Le cloud hybride est devenu un modèle très populaire et il n’est donc pas surprenant qu’il se développe à grande vitesse. Depuis son émergence, le cloud computing hybride a pris une part croissante du marché, et il est prévu que d’ici 2025, il atteindra 128 milliards de dollars1 1,98%2 des entreprises prévoient d’y passer d’ici là.
Les entreprises utilisent des services de cloud hybride en combinant des ressources locales sur site avec des services de cloud privé et de cloud public. L’entreprise les équilibre, de sorte que les charges de travail se déplacent entre les plates-formes de cloud public et privé, en fonction des besoins spécifiques.

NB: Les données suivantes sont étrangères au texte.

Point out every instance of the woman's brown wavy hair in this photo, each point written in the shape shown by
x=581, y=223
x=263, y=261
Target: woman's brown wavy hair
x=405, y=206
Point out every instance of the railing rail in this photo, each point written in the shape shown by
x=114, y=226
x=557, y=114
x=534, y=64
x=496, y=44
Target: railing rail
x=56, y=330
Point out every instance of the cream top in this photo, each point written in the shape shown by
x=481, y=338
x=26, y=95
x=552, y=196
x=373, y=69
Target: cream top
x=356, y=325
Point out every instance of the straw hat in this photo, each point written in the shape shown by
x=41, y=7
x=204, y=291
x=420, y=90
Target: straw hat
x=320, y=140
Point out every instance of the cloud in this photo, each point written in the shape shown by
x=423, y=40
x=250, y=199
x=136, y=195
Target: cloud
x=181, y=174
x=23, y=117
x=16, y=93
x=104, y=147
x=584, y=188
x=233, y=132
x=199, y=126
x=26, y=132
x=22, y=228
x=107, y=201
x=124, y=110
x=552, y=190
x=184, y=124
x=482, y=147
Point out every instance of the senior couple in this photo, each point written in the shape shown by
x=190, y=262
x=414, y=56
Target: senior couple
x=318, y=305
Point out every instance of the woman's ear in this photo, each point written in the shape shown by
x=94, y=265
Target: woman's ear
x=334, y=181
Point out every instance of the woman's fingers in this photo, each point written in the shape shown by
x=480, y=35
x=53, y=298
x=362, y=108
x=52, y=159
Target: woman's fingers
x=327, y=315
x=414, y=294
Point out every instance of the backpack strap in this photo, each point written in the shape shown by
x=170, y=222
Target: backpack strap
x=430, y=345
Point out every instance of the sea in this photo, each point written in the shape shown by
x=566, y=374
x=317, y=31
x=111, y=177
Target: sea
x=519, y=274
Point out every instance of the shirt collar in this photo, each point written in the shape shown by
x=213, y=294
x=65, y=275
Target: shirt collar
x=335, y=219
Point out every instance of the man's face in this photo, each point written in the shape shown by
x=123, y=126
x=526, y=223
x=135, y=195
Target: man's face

Cependant, il convient de garder à l’esprit que le modèle de cloud hybride ne consiste pas uniquement à transférer des applications vers le cloud. Il est nécessaire de configurer les ressources pour qu’elles puissent communiquer entre elles dans un tel environnement. De plus, il faut du temps pour former les utilisateurs, ainsi que pour assurer un déploiement réussi et une maintenance à long terme, ce qui augmente quelque peu les coûts. Par conséquent, avant la décision finale de passer au cloud hybride, il est nécessaire d’examiner attentivement tous les aspects. Un tel environnement « mixte » assurera une plus grande flexibilité, mais augmentera également la complexité, ce qui signifie plus de travail pour les experts informatiques qui en assureront la maintenance.
D’autre part, la transition vers le cloud hybride apporte également des transformations fondamentales, non seulement dans le processus métier, mais aussi dans la technologie et parmi les employés, ce qui contribuera au développement de l’entreprise. Les entreprises qui sont passées au cloud hybride ont le plus souvent connu une simplification des opérations commerciales, une réduction des risques commerciaux, une augmentation de l’efficacité, une capacité à faire face plus facilement aux demandes supplémentaires de ressources informatiques, ainsi qu’une réduction des coûts totaux à long terme.